In a recent blog post, we saw how we can use data to define a semantic space for covid-19-related papers and get a nice visualisation of that space, like this:
You can see that the coronavirus papers (which come from the CORD-19 dataset by Semantic Scholar) and the other papers (a random sample of PubMed) occupy quite different regions of the space. That’s good, because it means that we can build a machine-learning classifier to discriminate between those 2 datasets.
That classifier is essentially a tool which can assign a probability that any document in this space is relevant to coronavirus.
You can see that the classifier is good at assigning articles to one class or another. Articles are classified correctly around 93% of the time simply by drawing a line at the 50% mark. But there is some uncertainty. Unfortunately, there is no objective definition for ‘relevant’ and there is no such thing as a perfect classifier.

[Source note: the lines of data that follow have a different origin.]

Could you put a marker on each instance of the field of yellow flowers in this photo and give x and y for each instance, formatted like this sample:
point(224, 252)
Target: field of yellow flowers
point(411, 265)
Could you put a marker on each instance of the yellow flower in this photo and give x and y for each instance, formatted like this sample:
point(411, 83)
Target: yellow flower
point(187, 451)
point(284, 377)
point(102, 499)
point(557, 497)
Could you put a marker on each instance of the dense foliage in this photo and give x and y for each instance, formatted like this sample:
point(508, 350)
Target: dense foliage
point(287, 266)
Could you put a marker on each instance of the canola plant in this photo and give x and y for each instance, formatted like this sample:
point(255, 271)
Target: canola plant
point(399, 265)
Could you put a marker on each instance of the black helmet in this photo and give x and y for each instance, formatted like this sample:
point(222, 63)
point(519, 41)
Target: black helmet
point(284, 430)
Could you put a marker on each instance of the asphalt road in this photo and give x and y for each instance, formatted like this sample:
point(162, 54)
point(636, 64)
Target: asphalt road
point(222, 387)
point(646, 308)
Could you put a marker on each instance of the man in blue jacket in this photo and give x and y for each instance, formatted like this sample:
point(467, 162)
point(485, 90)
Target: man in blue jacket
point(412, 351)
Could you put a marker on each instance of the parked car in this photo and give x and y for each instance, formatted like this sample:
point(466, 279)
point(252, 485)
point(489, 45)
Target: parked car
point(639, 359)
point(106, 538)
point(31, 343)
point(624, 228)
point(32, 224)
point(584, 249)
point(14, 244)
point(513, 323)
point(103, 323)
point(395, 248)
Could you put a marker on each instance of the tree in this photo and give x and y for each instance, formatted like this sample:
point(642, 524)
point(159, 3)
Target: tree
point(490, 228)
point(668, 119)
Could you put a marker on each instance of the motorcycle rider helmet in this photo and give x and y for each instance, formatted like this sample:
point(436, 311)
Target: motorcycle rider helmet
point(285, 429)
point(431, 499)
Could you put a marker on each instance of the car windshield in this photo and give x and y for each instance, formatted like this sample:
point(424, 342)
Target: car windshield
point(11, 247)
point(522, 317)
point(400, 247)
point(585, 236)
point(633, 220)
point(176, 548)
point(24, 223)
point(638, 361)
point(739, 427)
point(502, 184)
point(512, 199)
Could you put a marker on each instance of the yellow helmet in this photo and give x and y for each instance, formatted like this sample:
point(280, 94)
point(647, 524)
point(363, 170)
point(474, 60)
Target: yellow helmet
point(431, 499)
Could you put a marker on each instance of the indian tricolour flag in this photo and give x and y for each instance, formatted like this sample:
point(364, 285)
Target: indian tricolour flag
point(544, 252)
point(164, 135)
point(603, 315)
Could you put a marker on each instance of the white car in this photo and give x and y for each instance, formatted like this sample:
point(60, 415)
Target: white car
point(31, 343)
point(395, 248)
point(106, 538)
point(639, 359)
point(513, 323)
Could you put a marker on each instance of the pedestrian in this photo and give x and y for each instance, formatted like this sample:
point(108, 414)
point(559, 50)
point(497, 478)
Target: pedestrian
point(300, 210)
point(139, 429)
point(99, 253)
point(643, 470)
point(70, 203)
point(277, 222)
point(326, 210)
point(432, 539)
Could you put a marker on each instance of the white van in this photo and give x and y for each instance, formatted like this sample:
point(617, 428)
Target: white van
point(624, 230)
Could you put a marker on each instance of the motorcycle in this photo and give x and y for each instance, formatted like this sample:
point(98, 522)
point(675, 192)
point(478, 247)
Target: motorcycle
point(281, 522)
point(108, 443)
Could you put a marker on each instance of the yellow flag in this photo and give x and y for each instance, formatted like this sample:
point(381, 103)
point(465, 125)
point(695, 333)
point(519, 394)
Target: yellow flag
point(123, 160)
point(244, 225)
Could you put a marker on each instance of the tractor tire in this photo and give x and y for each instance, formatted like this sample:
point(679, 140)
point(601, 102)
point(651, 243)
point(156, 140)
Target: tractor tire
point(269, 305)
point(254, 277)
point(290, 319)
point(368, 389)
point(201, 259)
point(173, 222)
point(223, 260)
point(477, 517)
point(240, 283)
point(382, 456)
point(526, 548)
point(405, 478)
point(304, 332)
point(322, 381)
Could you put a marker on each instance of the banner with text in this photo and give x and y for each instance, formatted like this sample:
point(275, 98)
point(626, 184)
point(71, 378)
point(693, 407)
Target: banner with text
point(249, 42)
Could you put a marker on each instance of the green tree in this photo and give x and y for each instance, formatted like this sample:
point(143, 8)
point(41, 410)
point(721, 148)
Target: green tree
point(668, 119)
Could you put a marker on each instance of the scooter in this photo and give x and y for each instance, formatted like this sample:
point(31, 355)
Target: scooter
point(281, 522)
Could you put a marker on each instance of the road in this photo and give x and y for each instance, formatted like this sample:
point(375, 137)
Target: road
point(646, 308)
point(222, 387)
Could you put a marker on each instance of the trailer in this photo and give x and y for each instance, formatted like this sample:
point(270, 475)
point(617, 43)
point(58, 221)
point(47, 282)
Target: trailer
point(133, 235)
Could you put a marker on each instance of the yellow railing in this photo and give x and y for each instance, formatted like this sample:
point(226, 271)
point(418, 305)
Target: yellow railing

Here’s a visualisation of the same space, but this time instead of coronavirus papers in red and other literature in green, we are assigning a colour based on probability of being about coronavirus. Red=low probability and yellow = high. (There are actually several shades of orange inbetween, but very few articles fit those categories, so they are not easy to see here!)
Edit: I removed some links to a downloadable version of the visualisation. It’s a large file and so sharing it through S3 was potentially costly. However, you can still make your own using the code in the github repo.
It’s important to not overstate what this classifier can do. ‘Relevance’ is a subjective concept and it depends on your perspective what constitutes a relevant article.
As I’ve said in past blog posts, if you are following research on coronavirus, I recommend using a classifier that will learn what you are interested in (instead of a classifier like this, which just tries to broadly classify everything). Semantic Scholar’s custom feed might be a good choice. It will learn what you like based on how you interact with it.
What our classifier is really doing is telling us how much an article looks like the CORD-19 dataset COMPARED to a small sample of PubMed articles. With that in mind, it should be clear that if the CORD-19 dataset doesn’t include all relevant articles, and PubMed DOES include relevant articles, then the classifier is going to have some biases.
It would take some successive iteration with a more refined list of related and non-related articles, but I think there’s scope to get a much better classifier if we do. New articles about covid-19 appearing on preprint servers may also be a good source of data to teach our classifier which topics are associated with the virus.
This is also a first-pass. Machine learning is inherently iterative process and there are a few other things — besides improving our data — that we can try which can help us to get better results like trying different classification algorithms, different preprocessing and vectorisation etc.